The right to nationality

By bringing the birth-registration initiative to more communities and digitizing local civil registrars, eventually birth certificates will no longer be out of reach to distant municipalities in the Bangsamoro. | Photograph courtesy of Maguindanao, BaSulTa Birth Registration Story

A total of 1,377 Sama Bajau and unregistered children in the context of forced displacement due to armed conflict and their families in four far-flung municipalities in Maguindanao, Basilan, Sulu and Tawi-Tawi received their birth certificates in 2023.

The 2020 Census of Population and Housing released by Philippine Statistics Authority stated that Bangsamoro Autonomous Region in Muslim Mindanao posted the lowest proportion of persons with registered births at 77 of the household population which corresponds to reportedly 1.10 million persons whose births were unregistered.

UNHCR, the UN Refugee Agency, and Unicef have been supporting BARMM through its Ministry of Social Services and Development to register births in the region.

Implemented under the UNHCR-Unicef Joint Strategy for Addressing Childhood Statelessness and in line with the Philippine government’s implementation of its National Action Plan to End Statelessness since 2019, the initiative has helped more than 4,000 individuals in areas that experience recurring conflict and cyclical displacement receive their birth certificates.

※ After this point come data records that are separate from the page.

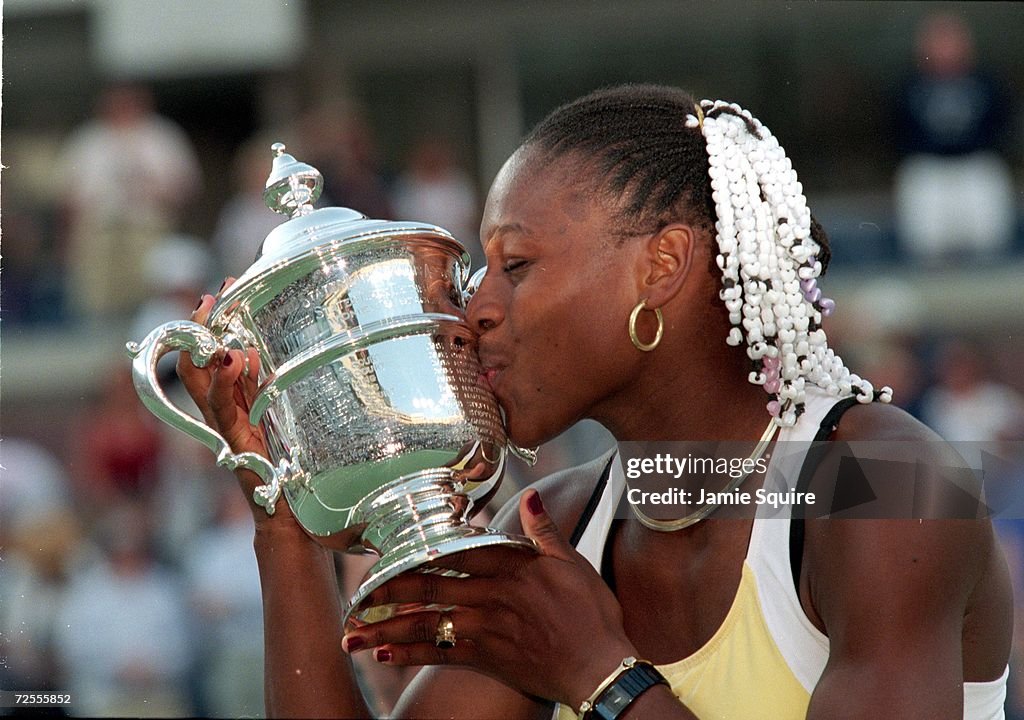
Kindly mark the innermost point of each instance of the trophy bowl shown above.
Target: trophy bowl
(380, 430)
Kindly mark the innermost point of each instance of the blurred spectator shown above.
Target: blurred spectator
(954, 194)
(32, 290)
(123, 633)
(124, 175)
(966, 404)
(224, 592)
(433, 188)
(338, 141)
(176, 271)
(118, 445)
(41, 543)
(246, 220)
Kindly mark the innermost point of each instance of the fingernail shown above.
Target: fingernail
(353, 643)
(535, 505)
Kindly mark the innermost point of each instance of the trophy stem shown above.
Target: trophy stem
(415, 519)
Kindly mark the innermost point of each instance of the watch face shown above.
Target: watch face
(625, 689)
(614, 700)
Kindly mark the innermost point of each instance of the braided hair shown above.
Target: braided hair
(656, 156)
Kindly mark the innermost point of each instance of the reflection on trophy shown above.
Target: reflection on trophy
(380, 432)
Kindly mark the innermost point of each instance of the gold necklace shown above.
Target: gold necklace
(705, 511)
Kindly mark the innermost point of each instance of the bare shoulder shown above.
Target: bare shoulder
(880, 421)
(868, 582)
(564, 494)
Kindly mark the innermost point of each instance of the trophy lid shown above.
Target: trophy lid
(311, 237)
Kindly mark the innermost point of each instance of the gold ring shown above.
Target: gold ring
(444, 636)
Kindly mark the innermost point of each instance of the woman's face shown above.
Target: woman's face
(552, 309)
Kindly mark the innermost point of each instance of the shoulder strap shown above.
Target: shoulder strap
(591, 508)
(819, 446)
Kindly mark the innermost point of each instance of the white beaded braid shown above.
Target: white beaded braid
(769, 264)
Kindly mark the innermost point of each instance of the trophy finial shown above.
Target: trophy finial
(293, 186)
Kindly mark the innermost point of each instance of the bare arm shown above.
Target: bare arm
(911, 607)
(307, 674)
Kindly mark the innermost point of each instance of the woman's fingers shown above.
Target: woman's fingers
(412, 639)
(431, 588)
(486, 562)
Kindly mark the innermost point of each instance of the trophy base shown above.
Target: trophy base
(418, 518)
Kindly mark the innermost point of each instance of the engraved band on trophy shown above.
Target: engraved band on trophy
(380, 429)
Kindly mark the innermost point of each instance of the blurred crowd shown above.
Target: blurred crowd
(128, 573)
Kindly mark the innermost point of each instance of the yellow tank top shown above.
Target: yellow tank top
(766, 658)
(742, 647)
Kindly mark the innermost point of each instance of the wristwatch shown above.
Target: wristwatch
(636, 678)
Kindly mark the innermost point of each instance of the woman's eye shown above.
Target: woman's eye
(513, 265)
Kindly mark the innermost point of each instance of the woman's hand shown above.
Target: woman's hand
(223, 391)
(545, 624)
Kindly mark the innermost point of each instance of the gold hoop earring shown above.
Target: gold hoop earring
(645, 347)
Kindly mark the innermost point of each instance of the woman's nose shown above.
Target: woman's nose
(484, 308)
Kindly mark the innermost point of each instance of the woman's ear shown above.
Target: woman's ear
(669, 259)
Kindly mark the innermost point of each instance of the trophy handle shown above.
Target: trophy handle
(198, 340)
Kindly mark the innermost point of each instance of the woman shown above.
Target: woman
(632, 234)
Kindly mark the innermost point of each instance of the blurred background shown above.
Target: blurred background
(136, 141)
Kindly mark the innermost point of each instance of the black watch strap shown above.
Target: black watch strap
(627, 687)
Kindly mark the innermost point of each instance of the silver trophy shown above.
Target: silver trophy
(381, 431)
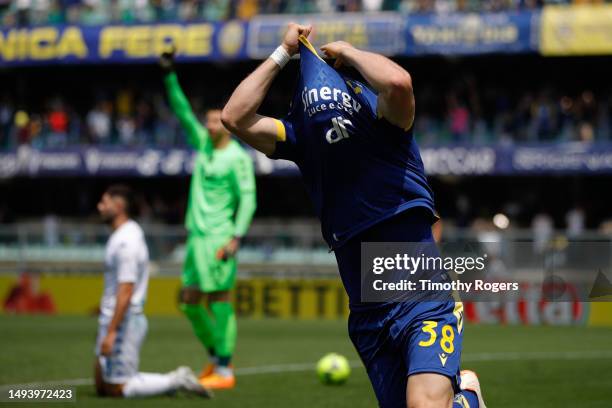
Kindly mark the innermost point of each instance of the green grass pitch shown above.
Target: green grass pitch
(518, 366)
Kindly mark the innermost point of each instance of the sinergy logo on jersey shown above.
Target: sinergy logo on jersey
(317, 100)
(338, 130)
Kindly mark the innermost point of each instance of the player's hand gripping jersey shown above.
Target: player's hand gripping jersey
(358, 168)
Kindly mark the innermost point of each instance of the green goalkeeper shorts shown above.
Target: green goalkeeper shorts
(203, 270)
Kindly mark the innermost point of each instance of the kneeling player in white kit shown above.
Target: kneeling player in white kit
(122, 324)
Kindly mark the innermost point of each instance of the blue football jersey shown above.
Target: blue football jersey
(358, 168)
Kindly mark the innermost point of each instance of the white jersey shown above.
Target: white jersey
(126, 259)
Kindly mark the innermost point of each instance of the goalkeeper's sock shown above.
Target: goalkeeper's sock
(466, 399)
(149, 384)
(202, 324)
(225, 339)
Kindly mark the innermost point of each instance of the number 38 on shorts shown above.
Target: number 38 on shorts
(440, 339)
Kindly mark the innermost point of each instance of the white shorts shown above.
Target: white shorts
(122, 364)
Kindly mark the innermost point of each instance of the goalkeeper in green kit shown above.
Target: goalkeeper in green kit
(220, 208)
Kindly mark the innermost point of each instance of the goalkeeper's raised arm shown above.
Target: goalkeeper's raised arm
(197, 135)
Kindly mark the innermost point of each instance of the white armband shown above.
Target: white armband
(280, 56)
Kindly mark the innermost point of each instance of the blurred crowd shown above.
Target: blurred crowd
(95, 12)
(466, 114)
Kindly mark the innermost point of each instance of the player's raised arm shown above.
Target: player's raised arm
(197, 135)
(392, 82)
(240, 113)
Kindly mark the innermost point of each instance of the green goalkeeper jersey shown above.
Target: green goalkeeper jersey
(222, 192)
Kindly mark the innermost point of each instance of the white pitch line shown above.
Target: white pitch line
(302, 367)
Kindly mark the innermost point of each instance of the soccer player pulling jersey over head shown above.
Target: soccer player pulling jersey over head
(353, 144)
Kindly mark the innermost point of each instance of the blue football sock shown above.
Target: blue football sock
(466, 399)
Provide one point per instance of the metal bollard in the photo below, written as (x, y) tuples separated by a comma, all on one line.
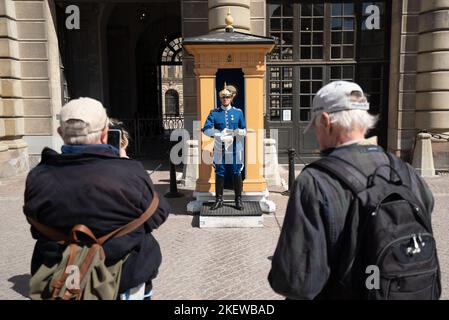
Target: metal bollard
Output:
[(291, 171), (173, 193)]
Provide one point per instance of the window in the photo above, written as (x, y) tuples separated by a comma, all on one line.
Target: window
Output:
[(323, 41), (281, 28), (312, 31), (172, 53), (281, 87), (171, 102), (342, 31)]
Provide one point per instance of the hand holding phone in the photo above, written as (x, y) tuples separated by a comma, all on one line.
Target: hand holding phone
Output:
[(115, 138)]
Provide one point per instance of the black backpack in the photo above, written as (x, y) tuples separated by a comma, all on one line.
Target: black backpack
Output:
[(387, 250)]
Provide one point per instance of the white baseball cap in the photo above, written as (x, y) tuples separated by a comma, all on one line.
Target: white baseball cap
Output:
[(88, 110), (334, 97)]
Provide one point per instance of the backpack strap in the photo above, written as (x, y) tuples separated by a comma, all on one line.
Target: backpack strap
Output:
[(347, 173), (133, 225), (400, 168)]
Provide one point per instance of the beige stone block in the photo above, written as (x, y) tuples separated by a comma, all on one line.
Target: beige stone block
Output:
[(258, 27), (189, 86), (195, 9), (429, 120), (31, 30), (10, 68), (37, 107), (407, 82), (30, 10), (422, 156), (429, 5), (34, 69), (15, 144), (3, 147), (2, 128), (409, 43), (11, 88), (257, 9), (410, 24), (190, 105), (11, 108), (435, 20), (407, 63), (7, 8), (35, 89), (407, 100), (9, 48), (8, 28), (411, 6), (401, 139), (38, 126), (14, 162), (432, 81), (434, 41), (406, 119), (14, 127), (33, 50), (241, 17), (432, 100), (433, 61), (220, 3), (194, 28)]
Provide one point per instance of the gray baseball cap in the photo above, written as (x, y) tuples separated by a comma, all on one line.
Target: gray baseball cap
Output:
[(88, 110), (334, 97)]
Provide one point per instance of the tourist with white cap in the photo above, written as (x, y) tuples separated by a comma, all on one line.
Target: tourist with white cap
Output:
[(88, 184), (337, 219)]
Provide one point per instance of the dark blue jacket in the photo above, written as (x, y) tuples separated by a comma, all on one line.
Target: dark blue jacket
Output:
[(104, 192)]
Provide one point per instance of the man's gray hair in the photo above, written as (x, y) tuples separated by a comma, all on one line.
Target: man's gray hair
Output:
[(348, 120), (77, 132)]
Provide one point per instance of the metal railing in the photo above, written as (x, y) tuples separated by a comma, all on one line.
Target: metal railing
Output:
[(149, 136)]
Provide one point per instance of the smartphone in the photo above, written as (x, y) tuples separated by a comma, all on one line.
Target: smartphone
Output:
[(115, 138)]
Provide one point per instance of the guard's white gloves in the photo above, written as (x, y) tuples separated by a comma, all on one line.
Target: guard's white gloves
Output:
[(240, 132)]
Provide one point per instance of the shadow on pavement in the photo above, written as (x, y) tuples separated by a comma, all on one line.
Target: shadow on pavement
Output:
[(21, 284)]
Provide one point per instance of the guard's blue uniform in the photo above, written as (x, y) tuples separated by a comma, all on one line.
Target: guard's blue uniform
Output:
[(231, 157)]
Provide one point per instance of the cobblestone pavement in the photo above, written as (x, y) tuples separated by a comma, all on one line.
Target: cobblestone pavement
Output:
[(197, 263)]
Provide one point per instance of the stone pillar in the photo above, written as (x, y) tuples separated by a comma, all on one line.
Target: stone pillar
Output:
[(432, 83), (254, 83), (423, 157), (41, 81), (194, 23), (258, 13), (271, 164), (190, 172), (13, 149), (432, 95), (240, 11), (402, 91)]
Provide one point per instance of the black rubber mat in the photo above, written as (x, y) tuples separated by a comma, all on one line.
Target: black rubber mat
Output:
[(250, 208)]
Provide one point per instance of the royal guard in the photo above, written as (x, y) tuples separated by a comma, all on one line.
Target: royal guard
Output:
[(226, 124)]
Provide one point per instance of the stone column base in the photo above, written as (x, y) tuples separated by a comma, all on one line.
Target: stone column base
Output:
[(423, 156), (13, 158), (267, 206), (271, 163), (190, 172)]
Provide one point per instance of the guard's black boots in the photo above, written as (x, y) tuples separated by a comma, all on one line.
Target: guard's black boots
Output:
[(238, 186), (219, 185)]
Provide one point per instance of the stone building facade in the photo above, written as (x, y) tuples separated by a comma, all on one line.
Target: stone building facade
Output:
[(115, 56)]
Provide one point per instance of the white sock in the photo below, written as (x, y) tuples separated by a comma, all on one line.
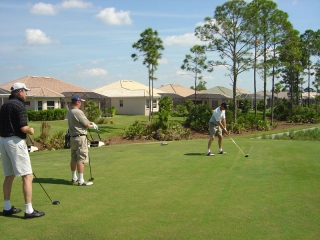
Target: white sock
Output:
[(29, 208), (81, 180), (7, 205), (74, 175)]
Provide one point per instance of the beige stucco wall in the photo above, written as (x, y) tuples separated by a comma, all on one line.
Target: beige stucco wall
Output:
[(132, 106)]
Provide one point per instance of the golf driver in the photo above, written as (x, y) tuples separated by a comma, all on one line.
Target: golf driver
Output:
[(53, 202), (91, 178), (246, 155)]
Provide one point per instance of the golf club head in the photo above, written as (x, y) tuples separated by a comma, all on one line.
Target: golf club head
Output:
[(55, 202)]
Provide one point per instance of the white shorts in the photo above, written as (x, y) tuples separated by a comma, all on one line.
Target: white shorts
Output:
[(15, 157)]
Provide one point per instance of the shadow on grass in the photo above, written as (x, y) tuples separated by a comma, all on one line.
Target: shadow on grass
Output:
[(52, 181), (14, 216), (195, 154)]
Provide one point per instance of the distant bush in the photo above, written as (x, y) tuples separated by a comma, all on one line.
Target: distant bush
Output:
[(140, 130), (179, 111), (46, 115)]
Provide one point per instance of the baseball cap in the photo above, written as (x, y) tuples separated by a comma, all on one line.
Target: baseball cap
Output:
[(77, 98), (19, 86), (225, 105)]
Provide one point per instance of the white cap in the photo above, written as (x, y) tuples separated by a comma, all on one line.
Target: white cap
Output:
[(19, 86)]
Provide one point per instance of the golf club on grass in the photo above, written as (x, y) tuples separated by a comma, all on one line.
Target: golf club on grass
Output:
[(53, 202), (246, 155)]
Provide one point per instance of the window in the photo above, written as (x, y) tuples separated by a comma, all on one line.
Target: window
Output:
[(154, 103), (39, 105), (50, 104)]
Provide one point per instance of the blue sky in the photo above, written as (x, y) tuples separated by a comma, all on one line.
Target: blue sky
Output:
[(89, 42)]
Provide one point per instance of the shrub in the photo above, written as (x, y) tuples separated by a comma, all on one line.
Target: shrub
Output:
[(60, 113), (111, 111), (180, 111), (92, 110), (46, 115), (101, 121), (149, 131), (198, 119), (245, 105)]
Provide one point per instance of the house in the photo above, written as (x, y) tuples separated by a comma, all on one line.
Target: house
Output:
[(177, 93), (4, 94), (51, 93), (130, 97)]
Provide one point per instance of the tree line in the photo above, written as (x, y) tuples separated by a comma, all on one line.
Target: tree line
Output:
[(246, 35)]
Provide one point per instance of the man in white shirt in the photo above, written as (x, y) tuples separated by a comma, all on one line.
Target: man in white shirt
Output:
[(217, 125)]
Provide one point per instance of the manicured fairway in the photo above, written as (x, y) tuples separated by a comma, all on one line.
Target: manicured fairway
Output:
[(149, 191)]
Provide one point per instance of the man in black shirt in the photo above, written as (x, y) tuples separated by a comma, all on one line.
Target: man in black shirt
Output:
[(14, 153)]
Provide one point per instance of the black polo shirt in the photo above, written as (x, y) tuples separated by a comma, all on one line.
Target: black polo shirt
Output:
[(13, 116)]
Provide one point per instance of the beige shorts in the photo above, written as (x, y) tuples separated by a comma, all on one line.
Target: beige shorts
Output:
[(79, 149), (15, 157), (215, 130)]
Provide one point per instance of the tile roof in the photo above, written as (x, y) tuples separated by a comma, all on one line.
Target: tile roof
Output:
[(220, 90), (4, 92), (45, 86), (177, 89), (126, 88)]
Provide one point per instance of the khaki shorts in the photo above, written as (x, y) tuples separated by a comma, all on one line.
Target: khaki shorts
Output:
[(79, 149), (215, 130), (15, 157)]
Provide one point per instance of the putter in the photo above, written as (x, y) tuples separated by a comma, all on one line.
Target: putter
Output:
[(53, 202), (246, 155)]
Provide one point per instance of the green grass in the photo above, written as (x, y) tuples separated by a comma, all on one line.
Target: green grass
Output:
[(149, 191)]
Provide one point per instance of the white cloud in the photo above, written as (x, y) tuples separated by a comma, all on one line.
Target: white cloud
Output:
[(163, 61), (75, 4), (188, 39), (110, 17), (181, 73), (43, 9), (36, 36), (95, 72)]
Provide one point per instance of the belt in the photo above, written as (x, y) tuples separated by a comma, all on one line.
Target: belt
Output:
[(79, 135)]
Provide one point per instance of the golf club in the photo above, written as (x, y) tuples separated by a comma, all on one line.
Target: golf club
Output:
[(246, 155), (91, 178), (53, 202)]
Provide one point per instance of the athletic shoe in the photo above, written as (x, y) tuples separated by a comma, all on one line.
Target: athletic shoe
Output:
[(85, 184), (210, 154), (34, 214), (13, 210), (74, 180), (222, 152)]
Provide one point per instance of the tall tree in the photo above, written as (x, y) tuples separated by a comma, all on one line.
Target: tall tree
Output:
[(149, 45), (195, 63), (201, 86), (290, 57), (269, 26), (310, 48), (227, 33)]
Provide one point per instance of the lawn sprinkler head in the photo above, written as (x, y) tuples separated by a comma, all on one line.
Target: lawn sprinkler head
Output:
[(55, 202)]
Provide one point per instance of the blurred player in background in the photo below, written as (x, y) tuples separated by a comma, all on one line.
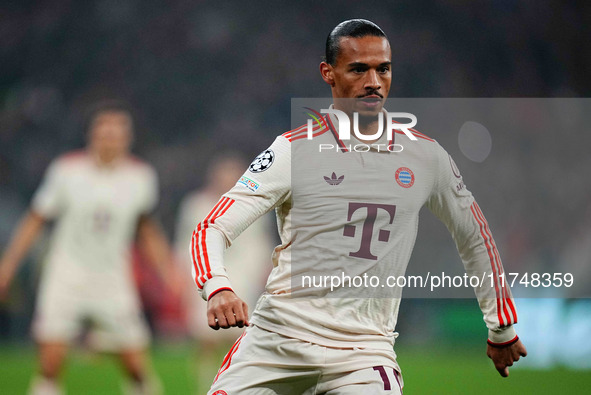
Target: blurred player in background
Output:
[(247, 261), (101, 199), (320, 344)]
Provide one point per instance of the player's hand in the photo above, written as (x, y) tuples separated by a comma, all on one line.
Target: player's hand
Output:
[(225, 310), (503, 357)]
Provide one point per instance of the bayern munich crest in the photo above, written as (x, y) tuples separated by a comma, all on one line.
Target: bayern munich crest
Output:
[(405, 177), (262, 162)]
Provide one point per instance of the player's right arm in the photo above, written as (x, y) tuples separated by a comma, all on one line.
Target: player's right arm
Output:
[(262, 187), (22, 239)]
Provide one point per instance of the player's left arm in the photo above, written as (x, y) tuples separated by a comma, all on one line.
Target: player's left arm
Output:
[(455, 206)]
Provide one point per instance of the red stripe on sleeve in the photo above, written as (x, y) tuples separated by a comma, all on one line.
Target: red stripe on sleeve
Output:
[(492, 263), (228, 358), (511, 319)]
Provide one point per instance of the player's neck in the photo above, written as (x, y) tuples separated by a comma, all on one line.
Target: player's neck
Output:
[(106, 161)]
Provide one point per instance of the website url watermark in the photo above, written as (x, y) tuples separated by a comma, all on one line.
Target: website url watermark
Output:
[(440, 280)]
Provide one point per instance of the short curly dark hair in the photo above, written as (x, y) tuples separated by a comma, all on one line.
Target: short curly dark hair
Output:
[(352, 28), (101, 107)]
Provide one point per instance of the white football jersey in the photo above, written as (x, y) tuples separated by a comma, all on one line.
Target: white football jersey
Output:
[(348, 212), (96, 211)]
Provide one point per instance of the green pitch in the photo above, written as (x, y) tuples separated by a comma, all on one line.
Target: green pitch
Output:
[(425, 371)]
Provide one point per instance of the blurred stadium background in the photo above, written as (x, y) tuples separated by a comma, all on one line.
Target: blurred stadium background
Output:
[(206, 76)]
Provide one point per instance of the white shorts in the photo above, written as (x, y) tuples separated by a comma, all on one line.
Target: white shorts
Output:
[(266, 363), (116, 323)]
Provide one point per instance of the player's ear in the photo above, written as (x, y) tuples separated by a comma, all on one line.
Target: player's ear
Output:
[(326, 71)]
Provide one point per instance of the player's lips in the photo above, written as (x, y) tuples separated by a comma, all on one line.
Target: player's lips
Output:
[(371, 101)]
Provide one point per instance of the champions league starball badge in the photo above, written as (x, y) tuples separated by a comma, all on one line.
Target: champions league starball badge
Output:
[(262, 162)]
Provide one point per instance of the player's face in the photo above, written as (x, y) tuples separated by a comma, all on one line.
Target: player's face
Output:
[(362, 72), (110, 135)]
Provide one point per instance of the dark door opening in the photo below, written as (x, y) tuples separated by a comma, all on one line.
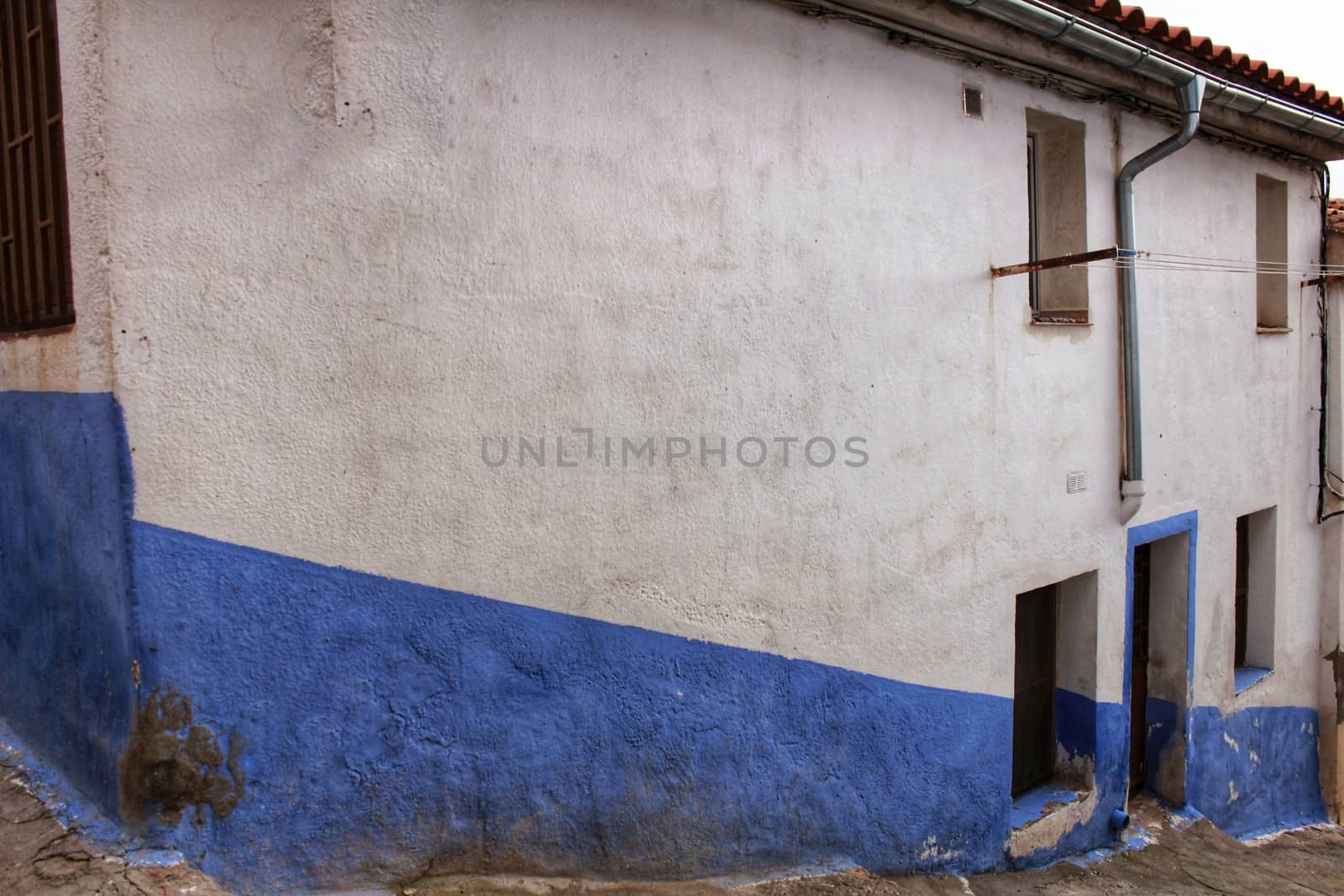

“Having a birth certificate facilitates the processes toward gaining nationality, which is a fundamental right of every human being. UNHCR is grateful for the continued cooperation of all our partners in the IBelong Campaign efforts,” said UNHCR Philippines head of national office Maria Ermina Valdeavilla-Gallardo.

“In addition to giving children their right to a name and a nationality, birth certificates protect children from being trafficked, recruited into conflict, forced in child labor, and being separated from their families. Governments also rely on accurate data on children for better planning and allocation of resources,” said Unicef Philippines representative Oyunsaikhan Dendevnorov.

Aside from providing support during the conduct of actual birth registration, local government units also received equipment for digitization of the processes at the local civil registrar’s level, as well as birth registration advocacy campaign materials led by the Bangsamoro Youth Commission and selected youth networks that highlight the importance of birth registration.

“Our local civil registrars have received training, and the municipality has also been given equipment to digitize the processing of birth certificates. These documents are critical for availing social services from different agencies,” said minister Raissa Jajurie of the BARMM Ministry of Social Services and Development.

By providing capacity-building support through training and equipment, and offering birth registration free of charge, populations that have been identified to be at risk of statelessness such as the Sama Bajau and unregistered children in the context of displacement due to armed conflict can now easily register and get their birth certificates.

This gives them a legal identity and eases their access to education, livelihood, health care and other social services.